Dua laki-laki dengan tingkat amarah yang kurang seimbang itu telah berdiri di tengah lapangan. Fahmi mengepal tangannya kuat-kuat dengan mata yang sudah berapi-api, sementara lelaki yang satunya tampak adem-ayem saja. Dia benar-benar seperti makhluk yang tengil tanpa dosa.

Perempuan misterius tadi pun memperhatikan dari jauh di pinggir lapangan dengan hati yang was-was. Sedangkan Ewin dan Ryan telah siap dengan kuda-kudanya di belakang Fahmi. Mereka sudah memasang sikap siaga tahu-tahu Fahmi benar-benar nekad. Mereka semua sudah mahfum kalau SMA Adiyaksa sangat tidak menolerir perkelahian di sekolah, apalagi perkelahian di tengah lapangan semacam ini.

Ewin dan Ryan tentu tidak ingin sahabatnya itu berakhir di ruang BP, dan akhirnya pulang dengan surat pindah atau surat dropout dari sekolah. Seperti kejadian beberapa waktu silam, dua orang sok jagoan berkelahi di belakang sekolah. Muka mereka sama-sama bonyok saat diseret guru BP ke ruangannya. Tanpa ba-bi-bu, kedua lelaki itu langsung dikeluarkan.

"Kalau masih mau sekolah, cari sekolah yang mengizinkan kalian untuk bertengkar!" Suara Guru BP yang menghentak-hentak itu membungkam mereka berdua. Keduanya pun pergi tanpa bantahan.

Matahari sudah naik setingkat, Fahmi dan lelaki yang tengil itu masih berdiri di tengah lapangan ditemani sahabat mereka masing-masing.

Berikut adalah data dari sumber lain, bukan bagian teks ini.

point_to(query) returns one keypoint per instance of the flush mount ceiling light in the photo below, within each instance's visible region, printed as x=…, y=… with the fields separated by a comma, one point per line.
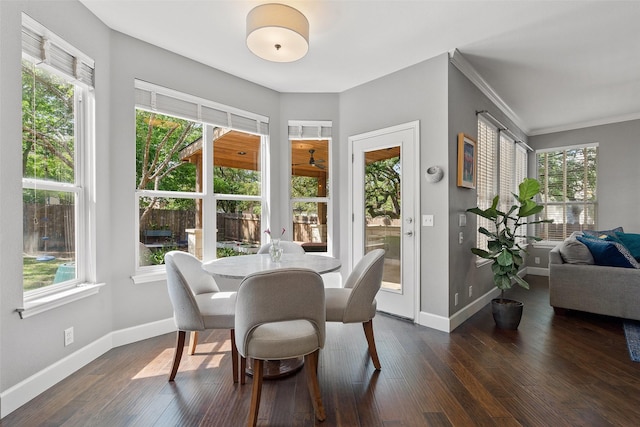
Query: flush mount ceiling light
x=277, y=33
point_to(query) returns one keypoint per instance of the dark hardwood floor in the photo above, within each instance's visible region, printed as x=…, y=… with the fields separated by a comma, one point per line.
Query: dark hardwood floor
x=571, y=370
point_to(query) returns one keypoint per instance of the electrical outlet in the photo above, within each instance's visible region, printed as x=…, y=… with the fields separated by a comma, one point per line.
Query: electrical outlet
x=68, y=336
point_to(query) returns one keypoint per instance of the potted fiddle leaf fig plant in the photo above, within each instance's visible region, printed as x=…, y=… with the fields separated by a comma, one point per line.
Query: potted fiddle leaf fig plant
x=504, y=248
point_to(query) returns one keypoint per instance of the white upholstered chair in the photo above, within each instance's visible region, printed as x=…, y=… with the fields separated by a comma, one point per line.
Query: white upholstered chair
x=355, y=301
x=198, y=304
x=287, y=248
x=280, y=314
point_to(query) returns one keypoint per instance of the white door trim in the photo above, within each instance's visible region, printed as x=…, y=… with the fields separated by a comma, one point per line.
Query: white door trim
x=414, y=126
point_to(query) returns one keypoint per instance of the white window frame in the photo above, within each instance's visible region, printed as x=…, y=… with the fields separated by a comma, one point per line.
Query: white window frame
x=162, y=100
x=55, y=55
x=301, y=130
x=552, y=243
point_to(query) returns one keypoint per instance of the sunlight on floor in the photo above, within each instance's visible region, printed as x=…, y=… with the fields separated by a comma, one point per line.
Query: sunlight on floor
x=208, y=355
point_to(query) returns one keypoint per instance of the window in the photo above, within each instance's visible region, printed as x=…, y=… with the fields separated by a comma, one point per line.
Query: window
x=494, y=178
x=184, y=194
x=568, y=180
x=57, y=142
x=310, y=167
x=486, y=184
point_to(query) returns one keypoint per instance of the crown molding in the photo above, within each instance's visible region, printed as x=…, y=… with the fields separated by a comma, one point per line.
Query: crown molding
x=465, y=67
x=586, y=124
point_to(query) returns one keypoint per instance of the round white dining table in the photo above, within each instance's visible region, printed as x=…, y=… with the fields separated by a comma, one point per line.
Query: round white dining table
x=238, y=267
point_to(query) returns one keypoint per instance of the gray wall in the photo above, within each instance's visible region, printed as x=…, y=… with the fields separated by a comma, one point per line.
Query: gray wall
x=416, y=93
x=464, y=100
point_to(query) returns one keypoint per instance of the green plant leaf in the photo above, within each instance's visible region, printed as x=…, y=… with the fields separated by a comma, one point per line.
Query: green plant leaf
x=488, y=233
x=487, y=213
x=494, y=246
x=528, y=188
x=505, y=258
x=520, y=281
x=481, y=253
x=502, y=282
x=529, y=208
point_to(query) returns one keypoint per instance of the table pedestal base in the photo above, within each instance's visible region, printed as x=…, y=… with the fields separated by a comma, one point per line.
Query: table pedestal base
x=275, y=369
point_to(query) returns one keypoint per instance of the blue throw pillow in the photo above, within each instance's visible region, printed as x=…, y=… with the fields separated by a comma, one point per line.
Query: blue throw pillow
x=607, y=253
x=632, y=242
x=596, y=233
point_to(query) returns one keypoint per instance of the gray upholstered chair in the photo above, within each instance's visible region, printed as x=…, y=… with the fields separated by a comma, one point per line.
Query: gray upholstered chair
x=198, y=304
x=287, y=248
x=355, y=302
x=280, y=314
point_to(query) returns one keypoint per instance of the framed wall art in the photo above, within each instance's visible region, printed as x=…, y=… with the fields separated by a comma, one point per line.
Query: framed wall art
x=467, y=161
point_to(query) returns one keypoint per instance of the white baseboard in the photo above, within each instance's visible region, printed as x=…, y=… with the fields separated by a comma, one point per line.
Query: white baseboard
x=21, y=393
x=449, y=324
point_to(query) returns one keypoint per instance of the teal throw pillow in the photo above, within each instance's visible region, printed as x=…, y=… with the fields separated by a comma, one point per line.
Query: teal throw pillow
x=608, y=253
x=632, y=242
x=601, y=233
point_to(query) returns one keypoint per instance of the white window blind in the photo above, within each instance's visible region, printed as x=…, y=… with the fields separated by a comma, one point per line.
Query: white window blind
x=507, y=172
x=167, y=101
x=520, y=165
x=47, y=48
x=569, y=179
x=487, y=173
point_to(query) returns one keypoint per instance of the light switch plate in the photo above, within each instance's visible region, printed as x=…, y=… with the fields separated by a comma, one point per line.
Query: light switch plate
x=462, y=220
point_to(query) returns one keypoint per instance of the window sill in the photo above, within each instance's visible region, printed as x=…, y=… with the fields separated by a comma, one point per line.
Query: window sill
x=149, y=277
x=545, y=244
x=49, y=302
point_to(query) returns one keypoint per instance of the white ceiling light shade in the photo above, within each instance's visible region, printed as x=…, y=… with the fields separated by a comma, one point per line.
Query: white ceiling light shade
x=277, y=33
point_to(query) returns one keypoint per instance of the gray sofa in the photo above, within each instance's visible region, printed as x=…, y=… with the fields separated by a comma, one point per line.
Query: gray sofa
x=577, y=284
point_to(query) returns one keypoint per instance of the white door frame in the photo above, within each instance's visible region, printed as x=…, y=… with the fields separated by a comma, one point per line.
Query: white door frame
x=415, y=272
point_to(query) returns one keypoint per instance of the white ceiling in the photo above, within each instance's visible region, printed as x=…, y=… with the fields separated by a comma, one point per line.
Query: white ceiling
x=557, y=64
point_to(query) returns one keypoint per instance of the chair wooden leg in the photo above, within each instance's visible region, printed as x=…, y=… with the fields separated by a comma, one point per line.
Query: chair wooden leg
x=193, y=342
x=311, y=369
x=256, y=390
x=234, y=356
x=368, y=332
x=243, y=369
x=177, y=354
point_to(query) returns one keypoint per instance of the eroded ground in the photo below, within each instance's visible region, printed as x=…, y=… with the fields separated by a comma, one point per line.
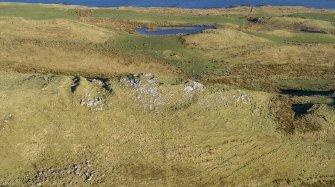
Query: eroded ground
x=87, y=101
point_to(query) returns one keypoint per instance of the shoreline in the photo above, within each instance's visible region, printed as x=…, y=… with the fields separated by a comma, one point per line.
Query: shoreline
x=169, y=7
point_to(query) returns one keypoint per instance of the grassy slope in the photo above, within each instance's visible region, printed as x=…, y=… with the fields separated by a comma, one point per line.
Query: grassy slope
x=221, y=136
x=127, y=15
x=129, y=145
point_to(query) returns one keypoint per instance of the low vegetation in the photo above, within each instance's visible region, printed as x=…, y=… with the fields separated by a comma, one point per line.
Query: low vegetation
x=85, y=100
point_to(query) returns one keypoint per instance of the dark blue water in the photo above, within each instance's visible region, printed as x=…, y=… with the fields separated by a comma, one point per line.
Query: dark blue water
x=307, y=92
x=188, y=3
x=172, y=31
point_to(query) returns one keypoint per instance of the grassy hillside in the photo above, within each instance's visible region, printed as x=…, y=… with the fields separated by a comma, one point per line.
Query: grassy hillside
x=87, y=101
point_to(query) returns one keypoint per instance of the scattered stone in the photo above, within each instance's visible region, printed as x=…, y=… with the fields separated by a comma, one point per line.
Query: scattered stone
x=96, y=103
x=131, y=80
x=75, y=84
x=192, y=86
x=76, y=170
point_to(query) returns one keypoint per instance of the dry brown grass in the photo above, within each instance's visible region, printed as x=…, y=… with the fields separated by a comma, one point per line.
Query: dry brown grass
x=62, y=30
x=277, y=23
x=278, y=10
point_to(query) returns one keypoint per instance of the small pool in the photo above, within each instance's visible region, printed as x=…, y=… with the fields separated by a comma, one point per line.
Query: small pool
x=161, y=31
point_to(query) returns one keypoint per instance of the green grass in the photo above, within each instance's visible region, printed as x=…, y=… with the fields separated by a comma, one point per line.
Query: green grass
x=129, y=15
x=298, y=38
x=167, y=48
x=317, y=16
x=307, y=84
x=36, y=12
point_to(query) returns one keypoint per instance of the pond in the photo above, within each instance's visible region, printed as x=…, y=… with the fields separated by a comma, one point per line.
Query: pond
x=161, y=31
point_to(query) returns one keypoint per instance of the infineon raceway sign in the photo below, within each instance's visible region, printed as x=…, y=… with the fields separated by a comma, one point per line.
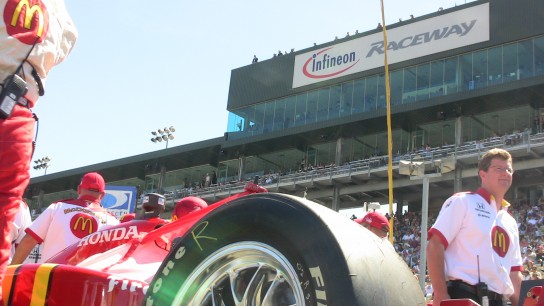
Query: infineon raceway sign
x=437, y=34
x=120, y=200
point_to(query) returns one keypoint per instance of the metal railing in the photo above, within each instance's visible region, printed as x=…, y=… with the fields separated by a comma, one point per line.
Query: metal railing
x=515, y=141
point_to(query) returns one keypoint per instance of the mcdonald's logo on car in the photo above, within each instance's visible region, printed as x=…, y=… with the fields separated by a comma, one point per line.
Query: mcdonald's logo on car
x=82, y=225
x=27, y=20
x=501, y=241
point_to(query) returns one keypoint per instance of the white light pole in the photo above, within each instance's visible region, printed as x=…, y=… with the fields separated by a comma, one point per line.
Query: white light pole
x=165, y=134
x=42, y=163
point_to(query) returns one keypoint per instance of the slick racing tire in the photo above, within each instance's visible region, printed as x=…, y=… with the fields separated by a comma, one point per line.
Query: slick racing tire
x=273, y=249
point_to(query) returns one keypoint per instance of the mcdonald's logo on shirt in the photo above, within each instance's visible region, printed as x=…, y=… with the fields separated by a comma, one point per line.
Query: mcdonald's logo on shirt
x=82, y=225
x=26, y=20
x=500, y=241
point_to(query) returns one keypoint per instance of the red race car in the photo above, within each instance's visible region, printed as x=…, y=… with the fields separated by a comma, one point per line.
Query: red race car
x=253, y=248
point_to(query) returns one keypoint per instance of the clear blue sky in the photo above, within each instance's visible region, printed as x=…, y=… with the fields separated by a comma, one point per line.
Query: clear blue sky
x=143, y=65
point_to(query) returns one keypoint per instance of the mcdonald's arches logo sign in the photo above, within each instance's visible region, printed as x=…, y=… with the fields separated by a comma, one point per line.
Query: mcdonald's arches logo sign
x=82, y=225
x=500, y=241
x=26, y=20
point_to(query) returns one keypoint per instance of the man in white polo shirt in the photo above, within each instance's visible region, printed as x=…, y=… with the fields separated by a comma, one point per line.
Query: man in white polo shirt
x=66, y=222
x=476, y=241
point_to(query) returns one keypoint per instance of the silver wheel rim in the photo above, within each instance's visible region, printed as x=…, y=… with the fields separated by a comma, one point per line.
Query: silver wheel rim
x=245, y=273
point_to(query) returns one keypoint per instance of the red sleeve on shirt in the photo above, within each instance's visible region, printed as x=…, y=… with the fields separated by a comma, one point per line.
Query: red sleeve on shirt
x=34, y=235
x=516, y=268
x=434, y=231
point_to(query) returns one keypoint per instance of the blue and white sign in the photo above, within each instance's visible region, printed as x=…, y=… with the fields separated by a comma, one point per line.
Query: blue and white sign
x=120, y=200
x=441, y=33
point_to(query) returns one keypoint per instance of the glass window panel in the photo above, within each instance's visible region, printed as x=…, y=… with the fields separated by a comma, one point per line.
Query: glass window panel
x=371, y=92
x=381, y=103
x=409, y=95
x=495, y=66
x=480, y=69
x=279, y=115
x=347, y=99
x=539, y=55
x=510, y=62
x=396, y=87
x=467, y=81
x=256, y=125
x=269, y=116
x=451, y=73
x=525, y=59
x=290, y=114
x=250, y=119
x=437, y=79
x=312, y=106
x=300, y=110
x=423, y=76
x=358, y=96
x=334, y=101
x=323, y=104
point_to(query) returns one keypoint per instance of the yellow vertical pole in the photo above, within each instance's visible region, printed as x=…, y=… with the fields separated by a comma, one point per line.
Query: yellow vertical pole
x=389, y=133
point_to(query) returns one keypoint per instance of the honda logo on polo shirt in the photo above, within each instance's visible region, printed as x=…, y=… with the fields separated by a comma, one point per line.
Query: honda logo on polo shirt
x=82, y=225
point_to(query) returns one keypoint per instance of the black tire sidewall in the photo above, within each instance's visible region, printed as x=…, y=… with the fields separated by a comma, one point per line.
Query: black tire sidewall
x=272, y=219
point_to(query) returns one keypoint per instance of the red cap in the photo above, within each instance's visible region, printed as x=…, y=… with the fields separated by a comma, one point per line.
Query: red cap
x=186, y=206
x=376, y=220
x=127, y=217
x=93, y=181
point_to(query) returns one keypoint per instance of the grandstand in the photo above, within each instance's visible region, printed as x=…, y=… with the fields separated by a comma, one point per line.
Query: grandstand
x=470, y=78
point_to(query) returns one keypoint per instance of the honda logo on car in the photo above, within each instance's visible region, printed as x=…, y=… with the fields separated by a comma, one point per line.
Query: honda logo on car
x=120, y=233
x=444, y=32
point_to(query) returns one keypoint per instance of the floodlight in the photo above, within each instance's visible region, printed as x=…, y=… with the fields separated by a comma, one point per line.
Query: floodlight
x=411, y=168
x=446, y=165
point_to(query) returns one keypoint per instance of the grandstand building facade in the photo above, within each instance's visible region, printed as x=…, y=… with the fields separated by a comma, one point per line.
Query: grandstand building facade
x=313, y=122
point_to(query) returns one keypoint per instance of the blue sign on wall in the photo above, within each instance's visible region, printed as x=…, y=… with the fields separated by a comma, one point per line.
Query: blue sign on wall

"Kalau mau berkelahi, ayo sini! Lama sekali," teriak lelaki tengil bersuara serak itu.

Fahmi tidak menjawab. Hanya matanya yang kemudian berkilat sinis. Terus, dia menoleh ke belakang, ke Ewin dan Ryan. Lelaki itu menyipitkan matanya.

Tiba-tiba suara yang sangat kencang berteriak ke arah mereka. "Woi, kalian mau ngapain? Mau bertengkar ya?" Suara itu datang dari Pak Denis, sang guru BP. Matanya tajam.

"Yaelah, Pak. Kami cuma mau main voli."

Gubrak! Dugaan Ewin dan Ryan, pun dengan perempuan misterius musnah sudah. Seperti katanya, Fahmi memang benar-benar bersikap jantan. Dan kita tahu, berkelahi bukan cara yang jantan untuk menyelesaikan masalah.

Fahmi nyengir. Pak Denis langsung berbalik dan pergi. Fahmi pun kembali menatap dengan sinis lelaki tengil dan berkata, "Kalau kalian merasa jagoan, lawan gue main voli. Kalau kalian kalah, kalian mesti minta maaf sama perempuan itu." Fahmi menunjuk perempuan misterius yang membentuk sikap hormat karena sinar matahari yang langsung menyorotnya. Dari sela-sela jarinya, perempuan itu tersenyum. Fahmi meleleh.

"Oke!" kata lelaki tengil, diikuti anggukan seluruh teman di belakangnya. "Tapi kalau kalian kalah, cium lutut saya!"

Fahmi menelan ludah, menoleh lagi ke Ewin dan Ryan, terus berbalik dan mengangguk setuju. "Ewin, Ryan, bantu gue. Tiga lawan tiga. Semua harus berjalan sportif. Setuju?!"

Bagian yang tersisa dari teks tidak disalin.